I recommend (and I always do) to pass arguments as Object..

function foo($params)
{
  if(!$params->pizza_preference)
  {
    return array($pizza_preference->name,$pizza_preference->address,$pizza_preference->date);    
  }
  else
  {
    return array($pizza_preference->name,$pizza_preference->pizza_preference->address,$pizza_preference,$pizza_preference->date);
  }
}

Sample usage:

$p1 = new stdClass;
$p1->name = 'same name';
$p1->address ='same address';
$p1->pizza_preference = '1';
$p1->date = '26-04-2012';

$p2 = new stdClass;
$p2->name = 'same name';
$p2->address ='same address';
$p2->date = '26-04-2012';

foo($p1); //will return the first array
foo($p2); //will return the second array

Answer 2

Just define a default value for it. Then you can use that function without passing a value:

function foo($name,$address,$date,$pizza_preference=null)
{
    if(!$pizza_preference)
    {
        return array($name,$address,$date);    
    }
    else
    {
        return array($name,$address,$pizza_preference,$date);
    }
}

Usually you put variables that have default values at the end of the parameters list so you don't have to include blank parameters when calling the function.

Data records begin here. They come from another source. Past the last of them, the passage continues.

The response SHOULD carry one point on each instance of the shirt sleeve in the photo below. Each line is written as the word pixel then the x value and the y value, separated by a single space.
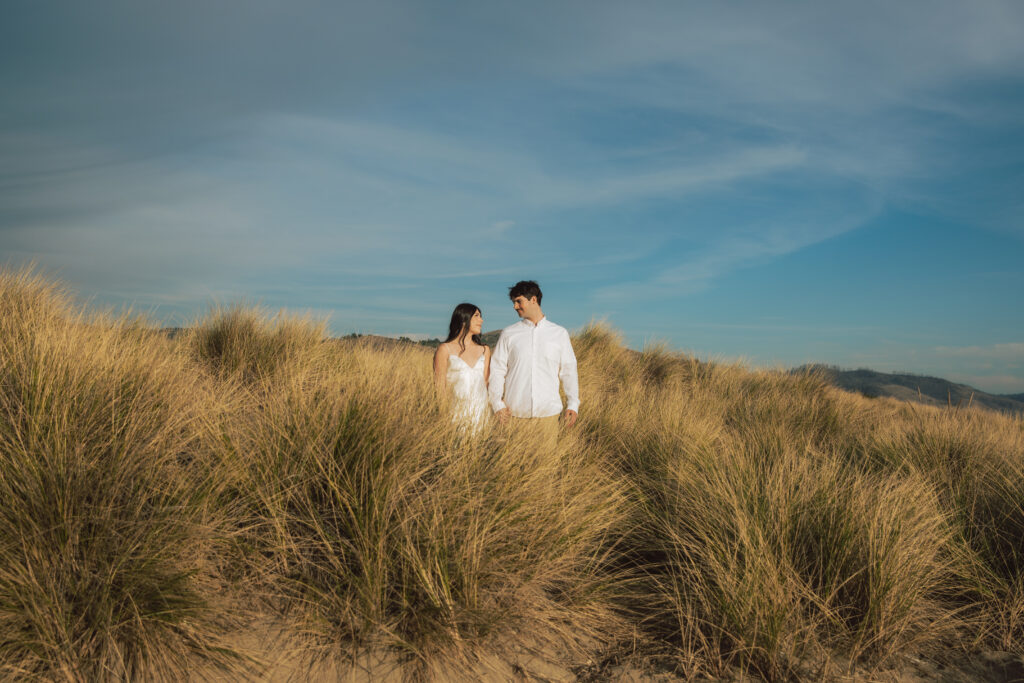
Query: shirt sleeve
pixel 567 374
pixel 499 366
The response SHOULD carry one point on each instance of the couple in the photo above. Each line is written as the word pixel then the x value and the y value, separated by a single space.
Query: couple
pixel 520 380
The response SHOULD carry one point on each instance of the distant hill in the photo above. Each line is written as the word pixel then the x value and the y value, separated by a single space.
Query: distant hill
pixel 489 338
pixel 932 390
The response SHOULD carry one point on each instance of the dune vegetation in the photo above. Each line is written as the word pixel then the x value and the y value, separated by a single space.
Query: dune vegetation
pixel 162 498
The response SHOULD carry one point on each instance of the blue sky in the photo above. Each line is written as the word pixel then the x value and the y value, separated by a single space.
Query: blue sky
pixel 780 182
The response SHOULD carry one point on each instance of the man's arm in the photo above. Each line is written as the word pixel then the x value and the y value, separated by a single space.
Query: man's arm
pixel 569 378
pixel 499 366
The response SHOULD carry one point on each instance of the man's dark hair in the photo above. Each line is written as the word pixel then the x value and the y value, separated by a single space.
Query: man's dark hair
pixel 526 288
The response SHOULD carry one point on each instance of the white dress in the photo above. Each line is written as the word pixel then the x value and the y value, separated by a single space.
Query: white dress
pixel 469 392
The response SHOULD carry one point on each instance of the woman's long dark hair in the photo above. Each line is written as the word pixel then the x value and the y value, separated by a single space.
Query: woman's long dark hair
pixel 459 327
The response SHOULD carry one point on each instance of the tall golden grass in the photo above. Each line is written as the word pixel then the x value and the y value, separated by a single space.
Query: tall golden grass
pixel 158 495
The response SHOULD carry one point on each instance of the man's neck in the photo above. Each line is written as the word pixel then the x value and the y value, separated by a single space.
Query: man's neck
pixel 536 319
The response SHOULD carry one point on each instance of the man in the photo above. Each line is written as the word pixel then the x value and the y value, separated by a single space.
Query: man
pixel 529 358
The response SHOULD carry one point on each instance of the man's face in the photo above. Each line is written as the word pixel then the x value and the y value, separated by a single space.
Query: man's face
pixel 525 307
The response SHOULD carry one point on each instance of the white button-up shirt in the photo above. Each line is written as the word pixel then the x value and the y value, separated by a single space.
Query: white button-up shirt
pixel 528 361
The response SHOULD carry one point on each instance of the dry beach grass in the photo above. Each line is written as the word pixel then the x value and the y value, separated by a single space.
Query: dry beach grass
pixel 159 499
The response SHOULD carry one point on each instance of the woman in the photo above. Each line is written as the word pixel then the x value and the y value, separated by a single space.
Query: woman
pixel 462 367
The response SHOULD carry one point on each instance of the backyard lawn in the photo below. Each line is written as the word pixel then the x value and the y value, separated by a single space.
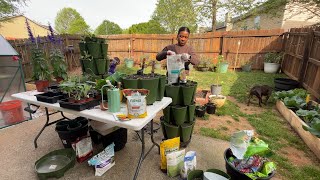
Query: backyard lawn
pixel 293 158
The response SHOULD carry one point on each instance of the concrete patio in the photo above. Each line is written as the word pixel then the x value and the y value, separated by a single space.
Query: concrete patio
pixel 19 155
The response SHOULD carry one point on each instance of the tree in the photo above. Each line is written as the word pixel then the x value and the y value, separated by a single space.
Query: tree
pixel 10 7
pixel 108 27
pixel 69 21
pixel 172 14
pixel 150 27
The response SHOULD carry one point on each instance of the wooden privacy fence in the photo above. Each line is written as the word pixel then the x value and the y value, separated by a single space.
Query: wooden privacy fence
pixel 253 45
pixel 302 57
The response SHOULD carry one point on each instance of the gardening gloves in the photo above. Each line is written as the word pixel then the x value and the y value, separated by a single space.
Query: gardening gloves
pixel 185 57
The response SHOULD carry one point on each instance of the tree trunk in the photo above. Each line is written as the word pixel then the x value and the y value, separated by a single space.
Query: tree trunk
pixel 214 14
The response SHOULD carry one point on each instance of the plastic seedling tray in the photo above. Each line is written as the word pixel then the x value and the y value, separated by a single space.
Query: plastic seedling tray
pixel 50 97
pixel 55 163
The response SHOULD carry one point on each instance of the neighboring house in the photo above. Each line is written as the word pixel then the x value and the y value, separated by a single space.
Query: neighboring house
pixel 15 28
pixel 292 15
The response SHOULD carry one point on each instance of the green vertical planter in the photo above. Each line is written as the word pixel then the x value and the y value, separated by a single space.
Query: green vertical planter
pixel 130 83
pixel 191 112
pixel 152 85
pixel 186 131
pixel 162 84
pixel 172 131
pixel 89 66
pixel 187 94
pixel 101 66
pixel 82 47
pixel 104 50
pixel 94 49
pixel 173 92
pixel 179 114
pixel 167 113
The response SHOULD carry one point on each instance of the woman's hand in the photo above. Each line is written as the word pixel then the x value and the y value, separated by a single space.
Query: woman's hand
pixel 171 53
pixel 185 57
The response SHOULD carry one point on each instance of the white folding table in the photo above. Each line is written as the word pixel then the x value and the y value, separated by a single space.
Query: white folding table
pixel 103 116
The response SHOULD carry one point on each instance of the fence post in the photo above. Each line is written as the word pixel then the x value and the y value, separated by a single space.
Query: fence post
pixel 306 55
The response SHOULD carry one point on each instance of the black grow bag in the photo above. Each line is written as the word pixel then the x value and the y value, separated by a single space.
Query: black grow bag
pixel 234 173
pixel 285 84
pixel 70 131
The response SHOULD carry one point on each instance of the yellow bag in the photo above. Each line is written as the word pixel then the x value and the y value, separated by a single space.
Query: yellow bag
pixel 167 146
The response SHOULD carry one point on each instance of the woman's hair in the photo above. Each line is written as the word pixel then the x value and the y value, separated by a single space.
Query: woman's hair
pixel 184 29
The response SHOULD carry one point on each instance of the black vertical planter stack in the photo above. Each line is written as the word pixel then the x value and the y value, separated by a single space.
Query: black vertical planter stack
pixel 95 49
pixel 179 119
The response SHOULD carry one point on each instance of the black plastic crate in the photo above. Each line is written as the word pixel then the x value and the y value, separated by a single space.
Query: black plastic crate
pixel 78 106
pixel 50 97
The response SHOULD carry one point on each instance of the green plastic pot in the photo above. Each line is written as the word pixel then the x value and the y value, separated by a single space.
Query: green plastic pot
pixel 179 114
pixel 82 47
pixel 191 112
pixel 172 131
pixel 167 113
pixel 101 65
pixel 187 94
pixel 152 85
pixel 94 50
pixel 186 131
pixel 129 63
pixel 104 49
pixel 173 92
pixel 223 67
pixel 130 83
pixel 162 85
pixel 89 67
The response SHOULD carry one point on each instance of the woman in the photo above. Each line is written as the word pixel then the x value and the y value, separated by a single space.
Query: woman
pixel 188 54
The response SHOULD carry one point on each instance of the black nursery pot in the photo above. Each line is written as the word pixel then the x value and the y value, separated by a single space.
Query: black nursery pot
pixel 211 108
pixel 200 111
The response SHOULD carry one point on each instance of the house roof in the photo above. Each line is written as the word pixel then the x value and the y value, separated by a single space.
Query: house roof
pixel 12 17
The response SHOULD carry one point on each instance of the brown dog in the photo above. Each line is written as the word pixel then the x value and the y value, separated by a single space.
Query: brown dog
pixel 260 91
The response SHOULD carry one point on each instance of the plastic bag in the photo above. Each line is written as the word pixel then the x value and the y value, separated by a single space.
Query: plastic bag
pixel 167 146
pixel 189 164
pixel 174 66
pixel 103 161
pixel 175 163
pixel 136 102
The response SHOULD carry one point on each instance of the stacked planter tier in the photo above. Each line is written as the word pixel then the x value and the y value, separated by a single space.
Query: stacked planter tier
pixel 97 49
pixel 155 83
pixel 179 119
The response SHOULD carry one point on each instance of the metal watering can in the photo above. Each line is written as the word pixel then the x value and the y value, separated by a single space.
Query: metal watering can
pixel 113 97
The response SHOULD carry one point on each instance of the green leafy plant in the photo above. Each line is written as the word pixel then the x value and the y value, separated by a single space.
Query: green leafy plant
pixel 58 64
pixel 271 57
pixel 40 65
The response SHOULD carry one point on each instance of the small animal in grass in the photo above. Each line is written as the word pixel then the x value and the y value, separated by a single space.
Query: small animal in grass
pixel 259 92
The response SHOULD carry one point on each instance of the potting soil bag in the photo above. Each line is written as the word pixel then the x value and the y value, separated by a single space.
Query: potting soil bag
pixel 175 65
pixel 239 142
pixel 136 102
pixel 175 163
pixel 189 164
pixel 167 146
pixel 103 161
pixel 83 148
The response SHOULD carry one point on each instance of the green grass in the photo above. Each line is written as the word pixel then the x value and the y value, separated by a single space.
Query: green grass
pixel 270 128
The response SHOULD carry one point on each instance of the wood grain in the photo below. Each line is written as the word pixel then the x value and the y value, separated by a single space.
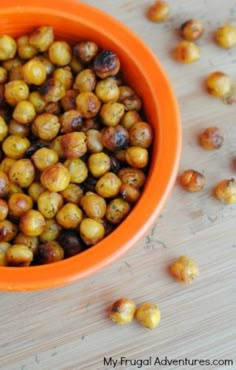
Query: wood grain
pixel 67 328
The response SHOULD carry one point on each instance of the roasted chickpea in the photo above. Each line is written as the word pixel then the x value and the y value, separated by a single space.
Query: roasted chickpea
pixel 44 157
pixel 137 156
pixel 211 138
pixel 192 181
pixel 77 169
pixel 218 84
pixel 184 269
pixel 8 231
pixel 106 64
pixel 91 231
pixel 186 52
pixel 19 255
pixel 93 205
pixel 226 36
pixel 24 112
pixel 74 145
pixel 19 203
pixel 46 126
pixel 22 173
pixel 122 311
pixel 7 47
pixel 16 91
pixel 49 203
pixel 56 177
pixel 88 104
pixel 148 315
pixel 158 11
pixel 108 185
pixel 85 81
pixel 32 223
pixel 225 191
pixel 50 252
pixel 85 51
pixel 60 53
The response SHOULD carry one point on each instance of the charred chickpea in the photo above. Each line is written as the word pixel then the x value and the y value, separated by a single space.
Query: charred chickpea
pixel 211 138
pixel 49 203
pixel 91 231
pixel 191 30
pixel 122 311
pixel 184 269
pixel 148 315
pixel 192 181
pixel 108 185
pixel 218 84
pixel 225 191
pixel 50 252
pixel 159 11
pixel 186 52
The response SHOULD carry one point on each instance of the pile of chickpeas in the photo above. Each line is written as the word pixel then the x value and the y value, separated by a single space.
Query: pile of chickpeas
pixel 75 147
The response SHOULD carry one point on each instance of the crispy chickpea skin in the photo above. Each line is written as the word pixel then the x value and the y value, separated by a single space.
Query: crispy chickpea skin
pixel 225 191
pixel 122 311
pixel 184 269
pixel 148 315
pixel 192 181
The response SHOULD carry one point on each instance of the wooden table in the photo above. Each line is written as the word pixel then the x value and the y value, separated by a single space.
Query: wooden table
pixel 67 328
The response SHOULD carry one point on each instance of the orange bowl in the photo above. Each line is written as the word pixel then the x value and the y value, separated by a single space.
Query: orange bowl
pixel 72 20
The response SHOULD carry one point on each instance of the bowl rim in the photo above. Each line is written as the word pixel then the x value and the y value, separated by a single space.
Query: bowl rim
pixel 151 202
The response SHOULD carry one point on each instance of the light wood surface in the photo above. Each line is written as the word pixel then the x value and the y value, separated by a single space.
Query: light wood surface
pixel 67 328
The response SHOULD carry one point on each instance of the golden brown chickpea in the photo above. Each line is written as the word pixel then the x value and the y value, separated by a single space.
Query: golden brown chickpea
pixel 184 269
pixel 218 84
pixel 137 156
pixel 106 64
pixel 148 315
pixel 32 223
pixel 8 231
pixel 99 164
pixel 22 173
pixel 158 11
pixel 16 91
pixel 60 53
pixel 85 81
pixel 7 47
pixel 122 311
pixel 50 252
pixel 117 210
pixel 24 112
pixel 46 126
pixel 74 145
pixel 49 203
pixel 225 191
pixel 73 193
pixel 55 177
pixel 108 185
pixel 211 138
pixel 91 231
pixel 85 51
pixel 71 120
pixel 88 104
pixel 51 231
pixel 41 38
pixel 19 203
pixel 19 255
pixel 69 216
pixel 44 157
pixel 111 113
pixel 3 210
pixel 77 169
pixel 93 205
pixel 226 36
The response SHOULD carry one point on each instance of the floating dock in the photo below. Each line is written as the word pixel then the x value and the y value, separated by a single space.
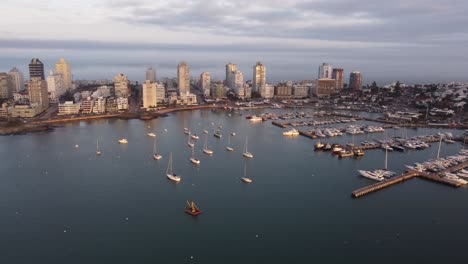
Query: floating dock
pixel 410 174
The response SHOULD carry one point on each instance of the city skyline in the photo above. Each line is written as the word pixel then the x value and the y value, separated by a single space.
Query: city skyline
pixel 386 41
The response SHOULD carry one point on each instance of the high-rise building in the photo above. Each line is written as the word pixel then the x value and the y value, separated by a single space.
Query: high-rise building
pixel 259 77
pixel 36 69
pixel 17 79
pixel 121 87
pixel 338 75
pixel 63 67
pixel 325 71
pixel 205 83
pixel 355 81
pixel 231 69
pixel 55 86
pixel 6 86
pixel 151 75
pixel 160 92
pixel 38 92
pixel 149 95
pixel 324 87
pixel 183 77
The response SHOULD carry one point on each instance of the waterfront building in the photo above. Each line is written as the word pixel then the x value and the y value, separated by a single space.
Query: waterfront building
pixel 324 87
pixel 122 104
pixel 121 86
pixel 87 105
pixel 6 86
pixel 231 69
pixel 21 97
pixel 259 77
pixel 338 75
pixel 300 90
pixel 218 90
pixel 325 71
pixel 183 77
pixel 99 105
pixel 205 83
pixel 149 95
pixel 151 75
pixel 111 105
pixel 283 91
pixel 17 79
pixel 55 86
pixel 69 108
pixel 26 111
pixel 37 89
pixel 36 69
pixel 247 91
pixel 63 67
pixel 160 92
pixel 355 81
pixel 267 91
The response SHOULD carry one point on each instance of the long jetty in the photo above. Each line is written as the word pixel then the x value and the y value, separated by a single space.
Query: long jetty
pixel 410 174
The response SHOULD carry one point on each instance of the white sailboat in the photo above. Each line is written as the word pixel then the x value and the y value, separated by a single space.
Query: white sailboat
pixel 246 153
pixel 193 159
pixel 229 148
pixel 205 147
pixel 170 173
pixel 98 150
pixel 156 156
pixel 245 179
pixel 189 142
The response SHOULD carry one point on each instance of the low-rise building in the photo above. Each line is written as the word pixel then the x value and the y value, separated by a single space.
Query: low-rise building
pixel 87 106
pixel 26 111
pixel 69 108
pixel 99 105
pixel 122 104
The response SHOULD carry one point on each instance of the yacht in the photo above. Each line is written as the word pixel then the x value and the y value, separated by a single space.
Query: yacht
pixel 319 146
pixel 256 119
pixel 170 173
pixel 246 153
pixel 205 147
pixel 292 132
pixel 371 175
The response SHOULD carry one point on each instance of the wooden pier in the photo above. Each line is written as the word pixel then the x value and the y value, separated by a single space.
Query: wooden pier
pixel 410 174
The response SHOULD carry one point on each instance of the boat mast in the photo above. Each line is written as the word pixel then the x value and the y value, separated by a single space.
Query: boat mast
pixel 438 151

See Default argument values on the PHP website for more.

UPDATE

If you're going to have multiple parameters with default values and want to be able to skip them individually you can pass an array as the only parameter and read the values from there:

function foo(array $parameters)
{
    if(!$parameters['pizza_preference'])
    {
        return array($parameters['name'],$parameters['address'],$parameters['date']);    
    }
    else
    {
        return array($parameters['name'],$parameters['address'],$parameters['date'],$parameters['pizza_preference']);  
    }
}

Answer 3

As an alternative approach, you can use an associative array as a single argument, and then just check it inside the function like this:

function foo($args) {
    $name = (!empty($args['name']) ? $args['name'] : NULL);
    $address = (!empty($args['address']) ? $args['address'] : NULL);
    $pizza_preference = (!empty($args['pizza_preference']) ? $args['pizza_preference'] : NULL);
    $date = (!empty($args['date']) ? $args['date'] : NULL);
}

Answer 4

You can set default values in the function declaration:

function foo($name,$address,$date,$pizza_preference=null)
{
   if($pizza_preference === null)
   {
      return array($name,$address,$date);    
   }
   else
   {
      return array($name,$address,$pizza_preference,$date);
   }
}

Answer 5

Well youll need to change the signature... anything not required should go last:

function foo($name, $address, $date, $pizza_preference = null) {

}